My girlfriend has a baby girl who's nearly 3 yrs old. She regularly stays awake nearly 15 hours every day, and during the times that we do try to put her to sleep in the afternoon, it's difficult to get her to slepe, and she doesn't seem to nap more than 1 hour. We have tried giving her a routine of going to sleep earlier, but she doesn't want to sleep, even after a very exhausting day filled with lots of walks and playing in the playground. She just has so much energy.

She quickly upsets the youngest by grabbing anything that he is playing with, making him cry. Then we send her to her bedroom for punishment, and she screams endlessly SO loud and starts hitting the door. We give in after about half an hour, and just let her out. We have tried doing this for almost a year now, but it doesn't seem to help and she doesn't seem to learn.

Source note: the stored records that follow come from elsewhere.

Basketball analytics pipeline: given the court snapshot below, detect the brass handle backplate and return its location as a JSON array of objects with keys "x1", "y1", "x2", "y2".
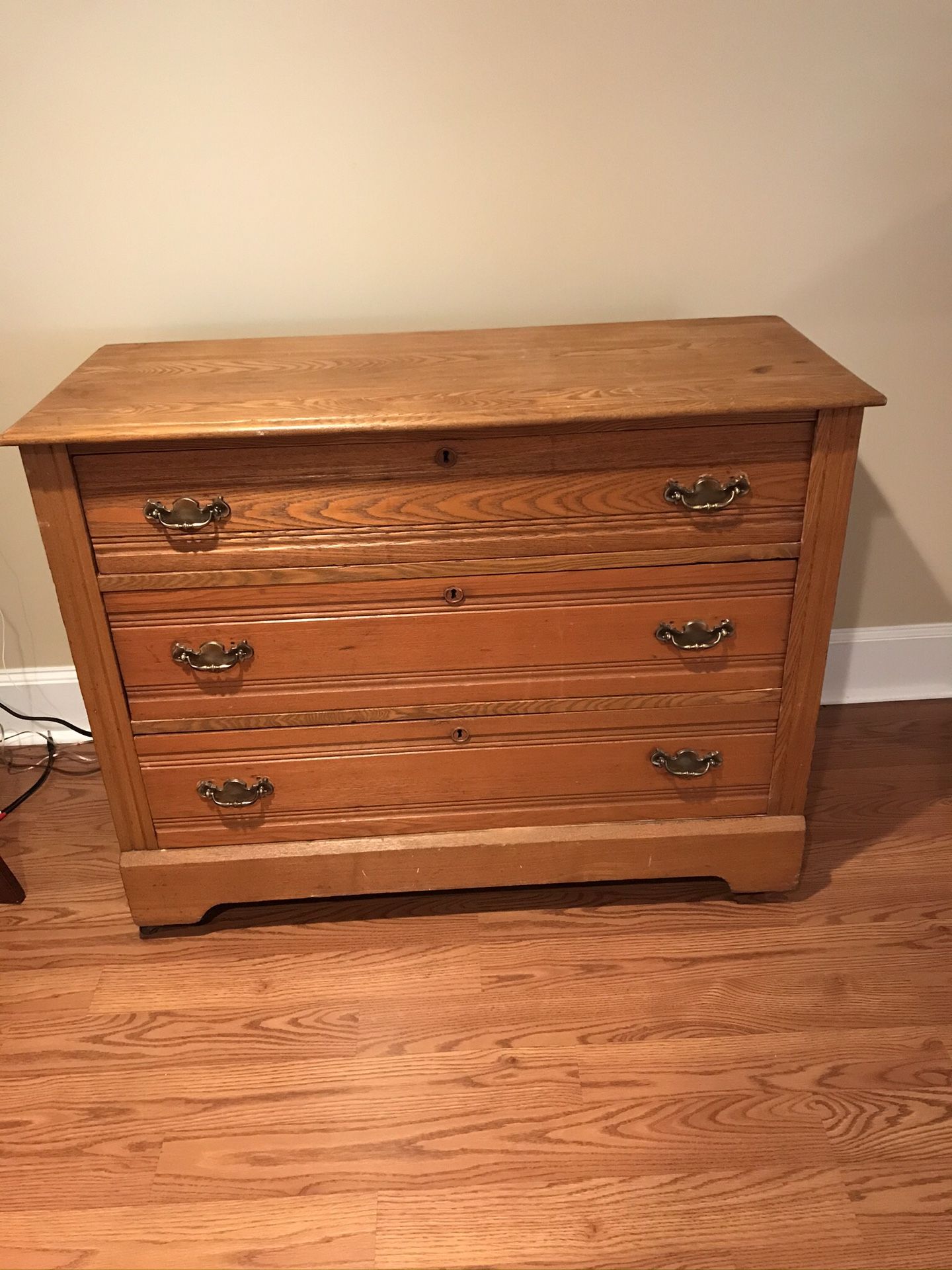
[
  {"x1": 664, "y1": 472, "x2": 750, "y2": 512},
  {"x1": 651, "y1": 749, "x2": 723, "y2": 776},
  {"x1": 171, "y1": 639, "x2": 255, "y2": 671},
  {"x1": 142, "y1": 494, "x2": 231, "y2": 533},
  {"x1": 655, "y1": 617, "x2": 734, "y2": 649},
  {"x1": 196, "y1": 776, "x2": 274, "y2": 806}
]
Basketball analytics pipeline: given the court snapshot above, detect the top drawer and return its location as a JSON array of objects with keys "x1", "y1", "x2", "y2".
[{"x1": 73, "y1": 421, "x2": 813, "y2": 573}]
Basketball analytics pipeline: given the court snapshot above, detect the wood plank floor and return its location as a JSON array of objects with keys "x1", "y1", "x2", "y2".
[{"x1": 0, "y1": 701, "x2": 952, "y2": 1270}]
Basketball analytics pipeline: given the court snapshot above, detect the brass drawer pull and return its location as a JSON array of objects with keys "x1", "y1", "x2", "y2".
[
  {"x1": 196, "y1": 776, "x2": 274, "y2": 806},
  {"x1": 142, "y1": 494, "x2": 231, "y2": 533},
  {"x1": 651, "y1": 749, "x2": 723, "y2": 776},
  {"x1": 171, "y1": 639, "x2": 255, "y2": 671},
  {"x1": 664, "y1": 474, "x2": 750, "y2": 512},
  {"x1": 655, "y1": 617, "x2": 734, "y2": 649}
]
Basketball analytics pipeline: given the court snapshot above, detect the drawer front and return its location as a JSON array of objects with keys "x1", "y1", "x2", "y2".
[
  {"x1": 137, "y1": 705, "x2": 775, "y2": 847},
  {"x1": 106, "y1": 560, "x2": 796, "y2": 720},
  {"x1": 75, "y1": 423, "x2": 813, "y2": 574}
]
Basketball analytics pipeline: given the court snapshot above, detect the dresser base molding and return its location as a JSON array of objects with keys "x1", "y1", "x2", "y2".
[{"x1": 120, "y1": 816, "x2": 805, "y2": 926}]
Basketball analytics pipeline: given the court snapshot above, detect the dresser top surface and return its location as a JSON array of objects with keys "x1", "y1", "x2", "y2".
[{"x1": 0, "y1": 318, "x2": 885, "y2": 446}]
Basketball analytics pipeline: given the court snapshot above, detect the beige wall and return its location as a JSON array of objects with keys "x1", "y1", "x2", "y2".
[{"x1": 0, "y1": 0, "x2": 952, "y2": 665}]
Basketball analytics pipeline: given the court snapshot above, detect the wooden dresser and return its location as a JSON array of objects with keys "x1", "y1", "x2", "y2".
[{"x1": 3, "y1": 318, "x2": 883, "y2": 926}]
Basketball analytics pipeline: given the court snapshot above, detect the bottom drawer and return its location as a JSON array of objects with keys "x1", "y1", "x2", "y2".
[{"x1": 137, "y1": 702, "x2": 777, "y2": 847}]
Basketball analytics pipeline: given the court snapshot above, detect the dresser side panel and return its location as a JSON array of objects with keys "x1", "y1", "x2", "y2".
[
  {"x1": 22, "y1": 446, "x2": 156, "y2": 851},
  {"x1": 770, "y1": 409, "x2": 863, "y2": 816}
]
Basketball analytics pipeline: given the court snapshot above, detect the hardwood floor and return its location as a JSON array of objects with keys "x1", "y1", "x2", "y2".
[{"x1": 0, "y1": 701, "x2": 952, "y2": 1270}]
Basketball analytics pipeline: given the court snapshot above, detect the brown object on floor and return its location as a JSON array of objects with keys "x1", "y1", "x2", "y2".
[
  {"x1": 0, "y1": 857, "x2": 24, "y2": 904},
  {"x1": 0, "y1": 701, "x2": 952, "y2": 1270},
  {"x1": 0, "y1": 318, "x2": 885, "y2": 926}
]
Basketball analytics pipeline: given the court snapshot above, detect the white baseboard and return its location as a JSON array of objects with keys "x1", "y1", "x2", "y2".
[
  {"x1": 822, "y1": 622, "x2": 952, "y2": 705},
  {"x1": 0, "y1": 622, "x2": 952, "y2": 745},
  {"x1": 0, "y1": 665, "x2": 89, "y2": 745}
]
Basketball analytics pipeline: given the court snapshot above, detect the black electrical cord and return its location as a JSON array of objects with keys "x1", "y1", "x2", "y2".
[
  {"x1": 0, "y1": 736, "x2": 56, "y2": 820},
  {"x1": 0, "y1": 701, "x2": 93, "y2": 740}
]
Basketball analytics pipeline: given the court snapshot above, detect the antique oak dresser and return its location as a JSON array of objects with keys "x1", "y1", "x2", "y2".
[{"x1": 3, "y1": 318, "x2": 883, "y2": 926}]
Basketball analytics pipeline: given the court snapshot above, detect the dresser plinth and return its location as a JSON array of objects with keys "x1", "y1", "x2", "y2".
[{"x1": 120, "y1": 816, "x2": 805, "y2": 926}]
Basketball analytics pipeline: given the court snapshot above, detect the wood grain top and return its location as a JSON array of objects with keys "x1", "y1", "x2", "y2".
[{"x1": 0, "y1": 318, "x2": 885, "y2": 446}]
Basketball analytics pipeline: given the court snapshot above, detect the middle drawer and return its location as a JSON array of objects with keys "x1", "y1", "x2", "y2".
[{"x1": 105, "y1": 560, "x2": 796, "y2": 730}]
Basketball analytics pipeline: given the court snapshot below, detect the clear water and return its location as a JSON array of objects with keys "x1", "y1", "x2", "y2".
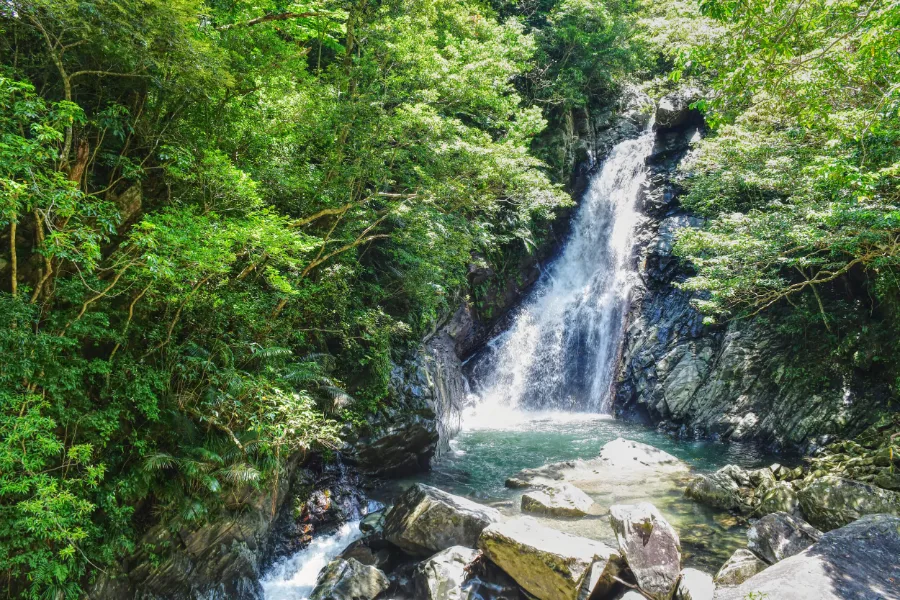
[
  {"x1": 390, "y1": 412, "x2": 773, "y2": 574},
  {"x1": 469, "y1": 131, "x2": 655, "y2": 412},
  {"x1": 260, "y1": 521, "x2": 362, "y2": 600}
]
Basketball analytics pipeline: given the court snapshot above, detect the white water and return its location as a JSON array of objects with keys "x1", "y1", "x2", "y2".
[
  {"x1": 260, "y1": 521, "x2": 362, "y2": 600},
  {"x1": 465, "y1": 131, "x2": 654, "y2": 428}
]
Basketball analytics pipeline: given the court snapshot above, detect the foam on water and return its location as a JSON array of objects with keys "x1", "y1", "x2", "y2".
[{"x1": 260, "y1": 521, "x2": 362, "y2": 600}]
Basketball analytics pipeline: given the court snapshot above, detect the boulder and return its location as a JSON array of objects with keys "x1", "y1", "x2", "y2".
[
  {"x1": 384, "y1": 483, "x2": 501, "y2": 556},
  {"x1": 656, "y1": 87, "x2": 702, "y2": 129},
  {"x1": 747, "y1": 512, "x2": 822, "y2": 564},
  {"x1": 674, "y1": 569, "x2": 716, "y2": 600},
  {"x1": 757, "y1": 481, "x2": 800, "y2": 515},
  {"x1": 798, "y1": 475, "x2": 900, "y2": 531},
  {"x1": 522, "y1": 483, "x2": 594, "y2": 517},
  {"x1": 684, "y1": 465, "x2": 750, "y2": 512},
  {"x1": 415, "y1": 546, "x2": 479, "y2": 600},
  {"x1": 716, "y1": 515, "x2": 900, "y2": 600},
  {"x1": 609, "y1": 502, "x2": 681, "y2": 600},
  {"x1": 309, "y1": 558, "x2": 390, "y2": 600},
  {"x1": 478, "y1": 517, "x2": 623, "y2": 600},
  {"x1": 713, "y1": 548, "x2": 769, "y2": 586},
  {"x1": 359, "y1": 510, "x2": 387, "y2": 534}
]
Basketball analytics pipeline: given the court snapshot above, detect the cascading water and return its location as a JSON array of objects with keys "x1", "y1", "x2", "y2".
[{"x1": 467, "y1": 131, "x2": 654, "y2": 418}]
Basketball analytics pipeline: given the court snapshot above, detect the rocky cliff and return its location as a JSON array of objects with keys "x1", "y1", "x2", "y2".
[{"x1": 614, "y1": 91, "x2": 887, "y2": 451}]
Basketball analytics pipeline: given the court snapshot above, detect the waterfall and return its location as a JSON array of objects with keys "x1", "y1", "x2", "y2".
[{"x1": 467, "y1": 130, "x2": 654, "y2": 425}]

She seems to often struggle to listen to her mother's instructions. She often disrupts dinnertime, making it difficult for us to eat our meals.

When playing in the playground, she darts from one piece of equipment to another within the space of about 30 seconds, seemingly unable to make up her mind.

It is generally giving her mum many headaches and tiring and stressing her out constantly.

Does anyone have any similar experiences with a child of this age?

OP posts:
SiouxsieSiouxStiletto · 30/06/2023 20:10

Are you in the UK @jamie2154? If you are I'd recommend she speaks to her HV and asks her to assess her DD using the Ages & Stages assessment tool.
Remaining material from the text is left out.